Le SNDPEN « se réjouit que le dossier du Bac-3/+3 ait été ouvert par le gouvernement« . Mais pour Philippe Tournier, « le vrai débat, ce n’est plus l’organisation du Bac (contrôle continu, nombre d’épreuves…), mais sa place ».

« Dans la réalité, toutes les formations sélectives sont focalisées sur les dossiers… et les mentions du Bac ne sont plus regardées », constate Philippe Tournier.

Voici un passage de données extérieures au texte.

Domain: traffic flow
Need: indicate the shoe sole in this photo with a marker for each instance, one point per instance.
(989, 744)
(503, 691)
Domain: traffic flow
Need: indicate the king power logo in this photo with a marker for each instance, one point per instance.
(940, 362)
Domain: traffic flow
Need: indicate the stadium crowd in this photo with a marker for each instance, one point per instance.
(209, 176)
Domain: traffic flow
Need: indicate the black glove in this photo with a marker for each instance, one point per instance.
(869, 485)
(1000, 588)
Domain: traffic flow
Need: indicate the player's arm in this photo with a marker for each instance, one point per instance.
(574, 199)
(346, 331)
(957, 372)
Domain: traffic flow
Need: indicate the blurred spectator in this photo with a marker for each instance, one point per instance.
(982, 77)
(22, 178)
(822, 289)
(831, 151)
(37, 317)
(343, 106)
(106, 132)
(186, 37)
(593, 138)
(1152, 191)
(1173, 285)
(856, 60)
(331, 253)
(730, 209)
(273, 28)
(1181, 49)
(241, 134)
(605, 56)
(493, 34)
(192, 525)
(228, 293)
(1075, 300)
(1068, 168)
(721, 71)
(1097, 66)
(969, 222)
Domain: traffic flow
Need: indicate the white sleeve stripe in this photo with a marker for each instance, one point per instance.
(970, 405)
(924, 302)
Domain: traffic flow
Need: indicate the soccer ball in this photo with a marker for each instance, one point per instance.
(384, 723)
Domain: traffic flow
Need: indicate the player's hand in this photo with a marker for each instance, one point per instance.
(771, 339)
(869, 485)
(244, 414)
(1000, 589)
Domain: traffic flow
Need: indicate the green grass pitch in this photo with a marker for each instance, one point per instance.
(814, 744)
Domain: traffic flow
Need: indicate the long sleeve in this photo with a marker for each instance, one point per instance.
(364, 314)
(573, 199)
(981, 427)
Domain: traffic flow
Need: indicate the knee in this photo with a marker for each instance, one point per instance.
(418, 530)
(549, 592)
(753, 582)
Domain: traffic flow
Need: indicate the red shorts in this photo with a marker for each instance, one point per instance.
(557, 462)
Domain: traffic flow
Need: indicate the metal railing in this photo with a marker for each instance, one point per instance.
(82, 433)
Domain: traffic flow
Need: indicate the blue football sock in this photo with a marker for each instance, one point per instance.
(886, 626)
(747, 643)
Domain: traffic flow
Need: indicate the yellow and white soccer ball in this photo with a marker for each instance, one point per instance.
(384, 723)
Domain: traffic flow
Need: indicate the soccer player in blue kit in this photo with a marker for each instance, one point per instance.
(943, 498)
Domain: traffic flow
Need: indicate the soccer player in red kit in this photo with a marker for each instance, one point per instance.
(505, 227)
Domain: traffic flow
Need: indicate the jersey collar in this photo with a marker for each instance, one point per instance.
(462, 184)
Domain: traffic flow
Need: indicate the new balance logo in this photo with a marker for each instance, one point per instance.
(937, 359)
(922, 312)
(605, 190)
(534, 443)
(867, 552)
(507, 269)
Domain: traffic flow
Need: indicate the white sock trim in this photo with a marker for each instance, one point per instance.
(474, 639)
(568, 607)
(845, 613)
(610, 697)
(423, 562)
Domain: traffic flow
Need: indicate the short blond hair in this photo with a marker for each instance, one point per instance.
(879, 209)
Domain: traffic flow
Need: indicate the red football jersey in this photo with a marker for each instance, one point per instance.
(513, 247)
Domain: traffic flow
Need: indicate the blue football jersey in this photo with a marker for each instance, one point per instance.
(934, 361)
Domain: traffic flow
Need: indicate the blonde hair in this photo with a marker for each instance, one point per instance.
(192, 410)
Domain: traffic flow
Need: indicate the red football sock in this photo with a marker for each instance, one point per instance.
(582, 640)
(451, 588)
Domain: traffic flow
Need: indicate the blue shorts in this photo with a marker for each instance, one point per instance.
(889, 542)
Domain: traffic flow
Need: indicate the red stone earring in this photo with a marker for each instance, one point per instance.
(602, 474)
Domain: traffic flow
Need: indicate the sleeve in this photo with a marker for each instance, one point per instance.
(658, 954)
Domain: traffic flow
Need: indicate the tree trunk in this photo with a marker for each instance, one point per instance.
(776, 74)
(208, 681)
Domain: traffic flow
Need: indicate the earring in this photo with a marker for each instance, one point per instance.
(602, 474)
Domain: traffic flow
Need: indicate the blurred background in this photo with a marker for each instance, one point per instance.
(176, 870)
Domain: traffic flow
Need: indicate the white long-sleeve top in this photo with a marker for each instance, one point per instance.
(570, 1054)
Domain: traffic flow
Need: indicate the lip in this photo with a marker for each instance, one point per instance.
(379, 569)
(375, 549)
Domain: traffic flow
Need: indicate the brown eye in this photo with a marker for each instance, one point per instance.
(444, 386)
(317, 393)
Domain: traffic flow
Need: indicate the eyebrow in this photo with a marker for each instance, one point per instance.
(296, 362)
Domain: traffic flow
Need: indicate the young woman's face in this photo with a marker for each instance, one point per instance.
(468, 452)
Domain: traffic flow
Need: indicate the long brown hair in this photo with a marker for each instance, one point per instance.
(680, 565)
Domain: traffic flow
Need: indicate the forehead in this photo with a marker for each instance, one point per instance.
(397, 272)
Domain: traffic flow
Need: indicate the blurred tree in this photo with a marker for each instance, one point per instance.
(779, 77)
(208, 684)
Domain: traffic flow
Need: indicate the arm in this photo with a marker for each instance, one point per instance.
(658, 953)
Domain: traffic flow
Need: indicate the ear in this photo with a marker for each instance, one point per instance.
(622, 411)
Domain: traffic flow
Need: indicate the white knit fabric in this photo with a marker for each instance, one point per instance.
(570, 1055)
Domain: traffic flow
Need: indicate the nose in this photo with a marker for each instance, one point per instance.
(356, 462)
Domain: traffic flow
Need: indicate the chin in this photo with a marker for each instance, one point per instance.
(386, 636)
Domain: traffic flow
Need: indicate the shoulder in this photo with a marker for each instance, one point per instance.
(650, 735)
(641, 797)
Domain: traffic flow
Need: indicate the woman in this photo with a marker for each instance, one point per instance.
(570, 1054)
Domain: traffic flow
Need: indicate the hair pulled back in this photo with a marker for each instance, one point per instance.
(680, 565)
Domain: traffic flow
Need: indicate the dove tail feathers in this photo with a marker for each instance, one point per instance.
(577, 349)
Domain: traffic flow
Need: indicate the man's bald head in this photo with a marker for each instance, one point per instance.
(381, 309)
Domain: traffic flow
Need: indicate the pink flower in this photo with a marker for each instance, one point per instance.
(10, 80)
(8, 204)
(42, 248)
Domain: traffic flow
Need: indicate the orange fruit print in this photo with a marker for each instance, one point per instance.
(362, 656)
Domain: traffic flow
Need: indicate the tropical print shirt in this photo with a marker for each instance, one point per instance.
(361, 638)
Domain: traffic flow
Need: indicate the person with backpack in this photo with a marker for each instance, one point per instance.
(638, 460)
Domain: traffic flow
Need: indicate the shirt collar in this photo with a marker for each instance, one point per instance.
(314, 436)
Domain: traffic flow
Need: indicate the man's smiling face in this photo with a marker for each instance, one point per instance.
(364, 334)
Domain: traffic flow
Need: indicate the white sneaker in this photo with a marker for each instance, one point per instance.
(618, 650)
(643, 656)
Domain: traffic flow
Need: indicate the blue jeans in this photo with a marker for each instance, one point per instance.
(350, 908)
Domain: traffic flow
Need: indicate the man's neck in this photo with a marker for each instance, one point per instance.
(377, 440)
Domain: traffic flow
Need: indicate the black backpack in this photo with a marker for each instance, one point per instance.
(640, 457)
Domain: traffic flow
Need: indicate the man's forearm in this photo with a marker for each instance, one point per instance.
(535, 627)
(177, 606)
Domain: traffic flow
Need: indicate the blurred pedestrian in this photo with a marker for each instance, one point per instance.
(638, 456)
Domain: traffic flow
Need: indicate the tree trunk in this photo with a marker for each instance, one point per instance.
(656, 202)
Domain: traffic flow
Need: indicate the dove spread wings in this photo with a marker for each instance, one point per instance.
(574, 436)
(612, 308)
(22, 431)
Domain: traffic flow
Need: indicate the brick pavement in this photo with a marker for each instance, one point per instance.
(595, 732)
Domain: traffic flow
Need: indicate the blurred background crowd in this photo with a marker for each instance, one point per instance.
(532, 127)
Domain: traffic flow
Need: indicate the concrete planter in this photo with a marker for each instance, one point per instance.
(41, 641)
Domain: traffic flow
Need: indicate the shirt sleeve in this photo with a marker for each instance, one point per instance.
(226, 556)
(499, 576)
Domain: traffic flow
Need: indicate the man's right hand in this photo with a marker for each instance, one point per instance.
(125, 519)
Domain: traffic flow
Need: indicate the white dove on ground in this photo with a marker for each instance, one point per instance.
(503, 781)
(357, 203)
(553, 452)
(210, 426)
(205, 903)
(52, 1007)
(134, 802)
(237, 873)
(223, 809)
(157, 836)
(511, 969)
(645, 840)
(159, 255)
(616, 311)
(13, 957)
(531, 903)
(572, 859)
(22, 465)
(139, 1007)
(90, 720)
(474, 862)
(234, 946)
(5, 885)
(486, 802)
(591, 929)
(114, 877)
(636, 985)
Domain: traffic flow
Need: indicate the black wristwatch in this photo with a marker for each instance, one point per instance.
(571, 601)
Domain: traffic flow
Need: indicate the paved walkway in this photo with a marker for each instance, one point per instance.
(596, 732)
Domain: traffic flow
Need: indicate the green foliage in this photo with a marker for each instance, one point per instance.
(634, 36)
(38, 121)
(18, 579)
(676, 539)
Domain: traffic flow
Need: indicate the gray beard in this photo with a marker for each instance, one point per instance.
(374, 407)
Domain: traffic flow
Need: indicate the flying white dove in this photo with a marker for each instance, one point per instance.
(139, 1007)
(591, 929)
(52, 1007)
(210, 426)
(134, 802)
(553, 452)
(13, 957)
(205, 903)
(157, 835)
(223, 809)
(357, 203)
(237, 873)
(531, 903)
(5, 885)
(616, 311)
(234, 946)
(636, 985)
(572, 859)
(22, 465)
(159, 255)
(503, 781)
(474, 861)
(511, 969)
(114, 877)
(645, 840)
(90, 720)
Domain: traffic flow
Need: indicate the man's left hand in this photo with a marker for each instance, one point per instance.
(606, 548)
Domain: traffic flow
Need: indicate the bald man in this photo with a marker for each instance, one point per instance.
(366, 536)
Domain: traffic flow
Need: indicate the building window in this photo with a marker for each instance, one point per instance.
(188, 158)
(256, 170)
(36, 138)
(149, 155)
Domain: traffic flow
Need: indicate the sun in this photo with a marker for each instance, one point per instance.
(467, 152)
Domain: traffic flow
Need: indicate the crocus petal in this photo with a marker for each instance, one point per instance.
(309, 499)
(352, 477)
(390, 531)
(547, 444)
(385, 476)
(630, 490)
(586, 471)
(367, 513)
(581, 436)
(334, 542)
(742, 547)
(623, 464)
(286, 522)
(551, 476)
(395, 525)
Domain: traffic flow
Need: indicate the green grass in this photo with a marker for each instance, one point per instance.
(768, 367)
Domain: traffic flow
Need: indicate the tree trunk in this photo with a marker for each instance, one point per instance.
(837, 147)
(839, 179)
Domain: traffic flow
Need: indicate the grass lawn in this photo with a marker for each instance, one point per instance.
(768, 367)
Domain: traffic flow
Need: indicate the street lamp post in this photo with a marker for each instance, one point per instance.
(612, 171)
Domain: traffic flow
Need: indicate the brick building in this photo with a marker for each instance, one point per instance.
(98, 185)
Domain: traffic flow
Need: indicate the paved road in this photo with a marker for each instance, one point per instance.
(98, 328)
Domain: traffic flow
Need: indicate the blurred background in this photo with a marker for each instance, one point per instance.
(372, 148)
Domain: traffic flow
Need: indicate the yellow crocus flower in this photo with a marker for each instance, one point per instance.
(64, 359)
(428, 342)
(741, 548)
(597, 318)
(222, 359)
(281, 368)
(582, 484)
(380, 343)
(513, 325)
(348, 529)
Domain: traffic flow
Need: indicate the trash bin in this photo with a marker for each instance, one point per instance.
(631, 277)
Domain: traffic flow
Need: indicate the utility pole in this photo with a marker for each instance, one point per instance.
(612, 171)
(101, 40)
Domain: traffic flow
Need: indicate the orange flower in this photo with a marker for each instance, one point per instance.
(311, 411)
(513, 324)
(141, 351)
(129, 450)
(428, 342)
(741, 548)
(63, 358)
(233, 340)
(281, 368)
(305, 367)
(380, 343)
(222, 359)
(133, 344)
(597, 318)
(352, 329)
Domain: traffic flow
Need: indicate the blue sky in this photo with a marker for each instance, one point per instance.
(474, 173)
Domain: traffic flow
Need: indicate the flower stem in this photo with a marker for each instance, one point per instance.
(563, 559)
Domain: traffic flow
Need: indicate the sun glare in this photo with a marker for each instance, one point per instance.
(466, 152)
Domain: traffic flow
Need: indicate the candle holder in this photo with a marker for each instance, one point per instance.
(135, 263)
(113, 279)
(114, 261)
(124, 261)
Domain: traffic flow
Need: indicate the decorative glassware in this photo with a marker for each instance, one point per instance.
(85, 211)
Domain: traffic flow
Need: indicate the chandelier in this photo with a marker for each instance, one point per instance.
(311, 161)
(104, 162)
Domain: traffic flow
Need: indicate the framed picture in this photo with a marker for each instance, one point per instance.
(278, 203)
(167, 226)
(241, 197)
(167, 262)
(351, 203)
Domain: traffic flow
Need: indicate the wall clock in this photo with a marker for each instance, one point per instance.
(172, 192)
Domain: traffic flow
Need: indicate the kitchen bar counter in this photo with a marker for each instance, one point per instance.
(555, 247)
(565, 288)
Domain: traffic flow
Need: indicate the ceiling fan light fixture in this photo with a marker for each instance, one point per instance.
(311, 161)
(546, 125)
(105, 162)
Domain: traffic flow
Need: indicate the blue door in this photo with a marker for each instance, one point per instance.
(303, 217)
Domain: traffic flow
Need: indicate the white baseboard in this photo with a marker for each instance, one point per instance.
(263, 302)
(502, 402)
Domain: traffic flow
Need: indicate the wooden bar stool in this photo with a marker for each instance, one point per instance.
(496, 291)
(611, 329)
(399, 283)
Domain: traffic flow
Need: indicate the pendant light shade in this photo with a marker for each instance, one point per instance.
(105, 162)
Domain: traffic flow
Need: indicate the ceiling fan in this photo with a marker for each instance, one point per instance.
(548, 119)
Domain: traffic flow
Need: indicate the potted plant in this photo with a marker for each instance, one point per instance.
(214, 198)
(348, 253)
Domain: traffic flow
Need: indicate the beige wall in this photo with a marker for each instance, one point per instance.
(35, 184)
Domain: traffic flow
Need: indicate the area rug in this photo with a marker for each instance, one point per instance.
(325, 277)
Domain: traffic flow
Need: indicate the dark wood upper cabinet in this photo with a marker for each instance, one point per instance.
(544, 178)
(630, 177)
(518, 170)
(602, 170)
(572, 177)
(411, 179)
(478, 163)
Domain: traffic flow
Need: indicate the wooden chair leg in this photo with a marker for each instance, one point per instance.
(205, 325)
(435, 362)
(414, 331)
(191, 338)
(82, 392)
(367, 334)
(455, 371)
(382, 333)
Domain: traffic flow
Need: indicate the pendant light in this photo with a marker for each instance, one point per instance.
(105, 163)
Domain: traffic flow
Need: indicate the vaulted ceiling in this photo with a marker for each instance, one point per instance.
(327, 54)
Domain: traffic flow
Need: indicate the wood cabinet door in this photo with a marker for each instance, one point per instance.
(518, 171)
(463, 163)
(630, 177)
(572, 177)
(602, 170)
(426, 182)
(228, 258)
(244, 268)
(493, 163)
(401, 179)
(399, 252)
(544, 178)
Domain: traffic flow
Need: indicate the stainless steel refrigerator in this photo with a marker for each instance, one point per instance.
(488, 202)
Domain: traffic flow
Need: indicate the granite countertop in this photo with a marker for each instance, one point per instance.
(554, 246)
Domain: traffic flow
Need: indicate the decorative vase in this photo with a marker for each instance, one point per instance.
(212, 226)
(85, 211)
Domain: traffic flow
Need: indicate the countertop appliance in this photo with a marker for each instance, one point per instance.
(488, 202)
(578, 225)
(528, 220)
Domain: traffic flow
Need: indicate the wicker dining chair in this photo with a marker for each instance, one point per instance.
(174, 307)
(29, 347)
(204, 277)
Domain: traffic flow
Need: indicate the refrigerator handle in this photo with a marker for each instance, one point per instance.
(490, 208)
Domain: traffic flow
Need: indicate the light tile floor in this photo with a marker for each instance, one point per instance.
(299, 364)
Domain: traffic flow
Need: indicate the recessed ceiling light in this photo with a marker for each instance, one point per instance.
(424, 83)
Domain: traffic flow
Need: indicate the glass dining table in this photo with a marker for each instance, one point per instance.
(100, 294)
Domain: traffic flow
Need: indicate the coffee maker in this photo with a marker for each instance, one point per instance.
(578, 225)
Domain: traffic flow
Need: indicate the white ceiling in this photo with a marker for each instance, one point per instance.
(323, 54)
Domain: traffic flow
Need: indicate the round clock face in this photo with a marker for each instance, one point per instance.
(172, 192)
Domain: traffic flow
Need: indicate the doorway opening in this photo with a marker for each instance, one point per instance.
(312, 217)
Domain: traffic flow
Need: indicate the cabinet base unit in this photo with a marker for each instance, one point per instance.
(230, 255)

Ainsi faudrait-il prendre du recul, afin de « réfléchir à la place que l’on veut donner au Bac, dans le paysage secondaire / supérieur. »

« Deux évaluations distinctes, dans le temps »

Le SNPDEN prône une « nouvelle articulation » secondaire / supérieur. « Il faut acter la réalité de la coupure de l’année de terminale en deux : la période du dossier (les deux premiers trimestres), et la préparation du Bac, examen d’entrée dans l’enseignement supérieur », indique Philippe Tournier. 

Le syndicat préconise la création de « deux évaluations distinctes, dans le temps ». D’abord, un certificat de fin d’études secondaires, qui porterait sur « l’ensemble des disciplines du lycée ». Ensuite, une « évaluation pour l’entrée à l’université », qui « donnerait le droit d’entrer dans l’enseignement supérieur ».

Pour Philippe Tournier, « Si l’on veut ‘remuscler’ le Bac, il faut le transformer », avec des épreuves différentes, « permettant de s’assurer que les élèves ont des pré-requis » (par exemple, savoir analyser un document), et de « vérifier les acquis » ; mais aussi avec des « programmes moins encyclopédiques », et « préparant au supérieur ».

Le gouvernement prévoit de multiplier les « concertations » autour du Bac durant l’année scolaire 2017-2018. « Attention à ne pas aller trop vite, nous ne sommes pas à une année près : il faut avant tout rechercher le consensus le plus grand, et analyser réellement la place réelle du Bac aujourd’hui », conclut Philippe Tournier.